Marathon Petroleum isn’t alone. Nearly 240 companies (with 800 representatives) from throughout the country filled the institute’s field house this fall for the opportunity to introduce themselves students at this first of three career fairs for the 2017-18 school year. Then, 60 companies remained on campus the following day to conduct more than 1,000 interviews with students to fill full-time jobs, summer internships and co-op opportunities that may be available in the next six months.

“We find that Rose-Hulman students can contribute from their first day in engineering aspect of our operations. They’re able to work in teams and have the communications skills to work with anyone in the plant – from people along the production line to outside contractors to management,” remarks Tom Levendoski, process automation manager for ArcelorMittal’s production plant in northwest Indiana. “When you hire an engineer, you’re hoping to bring someone into the company who can run project, and manage people and technology. Technology may change over the course of that time, but the people-oriented skills that Rose-Hulman students possess will be invaluable throughout their career.”

Historically, 94 percent of Rose-Hulman students have at least one internship, co-op or research experience before graduation, and 80 percent have had two or more experiences, according to Kevin Hewerdine, director of career services and employer relations. Rose-Hulman ranked fifth nationally in both the Wall Street Journal/Times Higher Education and Princeton Review college rankings when students were asked to rate their U.S. colleges and universities for helping secure internships for career preparation.

“We know that internships along with other work and research experiences are very important to building a student’s resume that gets them the interview. That puts them on the road for a plant trip and, hopefully, an offer for a job or internship. It’s a competitive marketplace and a lot of hard work goes into students getting to work in their dream job,” Hewerdine says.

This year, companies have participated in events organized by the Office of Career Services and Employer Relations since the first week of the fall academic quarter. Then, a pre-Career Fair Bootcamp had representatives of seven companies critiquing students’ resumes and introductory sales pitches, and providing feedback so that students could take advantage of the upcoming career fair opportunities.

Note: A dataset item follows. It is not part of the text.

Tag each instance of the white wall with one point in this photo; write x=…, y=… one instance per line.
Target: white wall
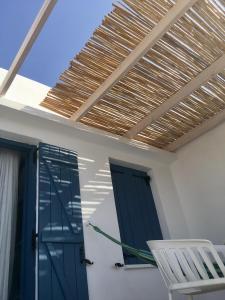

“There’s a big commitment from our company to having a relationship with Rose-Hulman because, with the interns and new employees we’re identifying now, we’re hiring the future of the company,” says Biggs.

Building relationships with new companies is also important. Hewerdine points out that 12 percent of the companies attending the fall career fair were recruiting at Rose-Hulman for the first time, including several California-based firms. New companies on the list included Lockheed Martin and Proofpoint of Sunnyvale, Calif.; Goldman Sachs’ offices in Salt Lake City, Utah, and Dallas, Texas; Medtronic Neurovascular of Irvin, Calif.; Siemens Healthineers of Pennsylvania; Brose North America of Auburn Hills, Mich.; and Sazerac, a division of Genmore Distillery in Kentucky.

Rose-Hulman annually hosts career fairs during each of the college’s three academic quarters. This contributes to the institute’s high placement rate of graduates for full-time employment, attending graduate school or being commissioned military officers following completion of Reserve Officers’ Training Corps duties.